Nibelungs - George Upton

Siegfried Makes War Against the Saxons

Now, it came to pass that one day messengers arrived from two powerful Kings, Lendeger of the Saxon land and Lendegast of Denmark, declaring war against Gunther, whose dominions they were preparing to lay waste. Thereupon was the King greatly troubled, for the enemy far outnumbered his own men and, moreover, were well armed. He took counsel of Hagen, who bade him secure the aid of Siegfried without delay. But Siegfried had already observed Gunther's sorrowful mien, and asked him what lay so heavy on his heart. The King disclosed the cause of his trouble, whereupon Siegfried swore to aid him with all his power, and joyfully hastened to summon his twelve knights to join the thousand Burgundians Gunther had assembled, while Hagen, with all his followers, made ready to march with them.

The messengers were released and sent upon their way; but when it was made known to the two Kings that Siegfried was with the Burgundians, gathering together an army to meet them, they hastily doubled the number of their forces.

Soon thereafter the two hostile armies drew near to each other, and Siegfried rode on before to the top of a hill to learn somewhat of the enemy's strength. Of Danes and Saxons there were full thrice his own number of men, but little did this dismay his bold spirit. Now, while he gazed, there rode forth from the opposite camp King Lendeger, who likewise thought to spy upon his foes. Swift as a whirlwind they rushed to the attack, and casting aside their shattered spears, sprang from their horses. Thick and fast fell the blows of their swords on shield and helm, but soon the Saxon King was sorely hurt and knelt at Siegfried's feet, craving his mercy and yielding himself captive.
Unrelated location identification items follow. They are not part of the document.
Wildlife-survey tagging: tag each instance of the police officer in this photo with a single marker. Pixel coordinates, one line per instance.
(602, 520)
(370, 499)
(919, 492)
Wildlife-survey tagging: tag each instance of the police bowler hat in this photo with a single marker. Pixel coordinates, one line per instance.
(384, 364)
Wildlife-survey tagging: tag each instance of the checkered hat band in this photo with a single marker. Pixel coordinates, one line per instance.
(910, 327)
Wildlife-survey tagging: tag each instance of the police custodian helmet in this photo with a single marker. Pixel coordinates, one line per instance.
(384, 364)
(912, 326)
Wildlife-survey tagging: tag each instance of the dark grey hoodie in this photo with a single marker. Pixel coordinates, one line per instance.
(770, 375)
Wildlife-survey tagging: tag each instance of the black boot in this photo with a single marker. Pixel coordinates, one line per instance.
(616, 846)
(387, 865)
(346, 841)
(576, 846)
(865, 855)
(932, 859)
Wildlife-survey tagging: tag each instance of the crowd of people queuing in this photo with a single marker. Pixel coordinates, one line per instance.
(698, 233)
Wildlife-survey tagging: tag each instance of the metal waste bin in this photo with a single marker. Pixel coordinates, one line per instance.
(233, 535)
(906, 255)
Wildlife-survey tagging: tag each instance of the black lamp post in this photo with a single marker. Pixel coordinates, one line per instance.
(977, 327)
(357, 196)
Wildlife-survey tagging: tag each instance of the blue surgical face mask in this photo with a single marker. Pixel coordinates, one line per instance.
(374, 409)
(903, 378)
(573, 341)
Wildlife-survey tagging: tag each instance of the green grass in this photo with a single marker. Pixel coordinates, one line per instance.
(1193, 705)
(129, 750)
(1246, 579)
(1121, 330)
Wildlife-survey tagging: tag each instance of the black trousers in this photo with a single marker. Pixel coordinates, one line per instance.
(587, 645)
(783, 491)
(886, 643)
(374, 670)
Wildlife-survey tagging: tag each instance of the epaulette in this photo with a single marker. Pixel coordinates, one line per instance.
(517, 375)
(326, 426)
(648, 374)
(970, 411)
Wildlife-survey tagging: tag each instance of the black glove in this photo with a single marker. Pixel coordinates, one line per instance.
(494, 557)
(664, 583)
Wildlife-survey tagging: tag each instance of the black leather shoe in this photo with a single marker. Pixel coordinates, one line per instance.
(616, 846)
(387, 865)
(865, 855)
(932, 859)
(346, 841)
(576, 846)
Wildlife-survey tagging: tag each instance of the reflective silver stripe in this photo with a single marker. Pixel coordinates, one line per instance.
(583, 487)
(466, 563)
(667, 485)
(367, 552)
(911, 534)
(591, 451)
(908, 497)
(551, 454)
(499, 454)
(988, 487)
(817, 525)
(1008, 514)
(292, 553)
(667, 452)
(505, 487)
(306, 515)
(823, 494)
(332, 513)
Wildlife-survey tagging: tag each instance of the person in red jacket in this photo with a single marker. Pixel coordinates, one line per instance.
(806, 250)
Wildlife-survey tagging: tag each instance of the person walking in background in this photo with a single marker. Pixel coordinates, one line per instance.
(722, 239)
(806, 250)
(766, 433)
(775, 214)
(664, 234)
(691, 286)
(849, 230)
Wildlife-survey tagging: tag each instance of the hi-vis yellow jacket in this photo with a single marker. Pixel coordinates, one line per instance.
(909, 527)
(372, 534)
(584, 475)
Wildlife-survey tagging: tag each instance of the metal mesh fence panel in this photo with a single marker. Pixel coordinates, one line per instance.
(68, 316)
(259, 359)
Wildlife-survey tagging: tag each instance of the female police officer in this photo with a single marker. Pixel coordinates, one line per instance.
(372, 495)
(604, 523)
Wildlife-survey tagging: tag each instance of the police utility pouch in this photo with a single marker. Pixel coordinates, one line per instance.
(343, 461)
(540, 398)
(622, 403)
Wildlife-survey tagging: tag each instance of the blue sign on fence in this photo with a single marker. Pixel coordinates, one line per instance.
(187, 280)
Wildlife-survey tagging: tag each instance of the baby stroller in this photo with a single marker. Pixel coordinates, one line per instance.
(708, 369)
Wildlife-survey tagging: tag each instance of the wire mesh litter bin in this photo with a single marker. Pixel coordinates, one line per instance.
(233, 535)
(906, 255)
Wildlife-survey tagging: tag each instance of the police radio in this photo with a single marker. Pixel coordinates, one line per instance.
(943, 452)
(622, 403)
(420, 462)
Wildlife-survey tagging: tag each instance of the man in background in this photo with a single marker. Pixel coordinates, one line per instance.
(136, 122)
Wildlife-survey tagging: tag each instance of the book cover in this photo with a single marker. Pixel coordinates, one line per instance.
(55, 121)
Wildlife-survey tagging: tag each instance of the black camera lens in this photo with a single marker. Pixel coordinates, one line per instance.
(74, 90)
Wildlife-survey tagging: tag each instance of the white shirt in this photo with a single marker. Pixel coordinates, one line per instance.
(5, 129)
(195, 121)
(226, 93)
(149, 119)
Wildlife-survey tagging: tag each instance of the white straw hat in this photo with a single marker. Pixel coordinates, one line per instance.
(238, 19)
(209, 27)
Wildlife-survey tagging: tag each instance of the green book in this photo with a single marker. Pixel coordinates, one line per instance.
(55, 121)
Then came thirty of the Saxon knights, who, having observed the combat from afar, dashed to the rescue of their lord; but these also Siegfried overcame after a desperate fight,—all save one, who fled, bearing the evil tidings to his comrades. Thereupon Siegfried rode back with his prisoners and summoned his army to the attack. Pennons waved, shield and armor glittered in the sunlight, while clouds of dust arose, as, shouting their battle-cries, they rushed upon the foe. Then followed such a battle as rarely had been known before, so fiercely and bravely was it fought. Many a shining helm was dulled, and many a lance splintered, while far and wide the plain was strewn with broken shields and swords. But none could stand before Siegfried. Thrice he broke through the enemy's ranks, hewing bloody gaps wheresoever he rode, and at last he came upon King Lendegast. The sight of Siegfried gave fresh courage to the Danish King, for he burned to avenge his brother. Furiously they sprang at one another, but the first stroke of Balmung shattered the golden shield of Lendegast, while the second clove his armor and bore him to the ground; whereupon he yielded himself likewise, and ordering his banners lowered, sued for peace. The greater part of the Danes and Saxons fled, but there fell into the hands of the victors full five hundred warriors, together with the two Kings, wherewith they joyfully set out on their homeward way.

Now, Siegfried had despatched messengers to bear news of the victory to King Gunther; and one of these, being perchance aware that Kriemhild looked not unkindly on the young hero, betook himself straightway to her.

"If thou dost bring me good tidings," cried Kriemhild, "thou shalt have all my gold!"

"In truth, fair lady," replied the messenger, "none bath fought so nobly as my lord Siegfried, nor lives there a hero with fame to equal his!

Thereupon he told her of the battle, and how Siegfried had vanquished the two Kings and was bringing them captives to the court of Burgundy. At this the maiden's eyes shone like stars, and when the messenger departed she bestowed on him not only the promised gold, but also a suit of rich apparel. And thereafter she stood often at her window, gazing toward the road by which the warriors must return.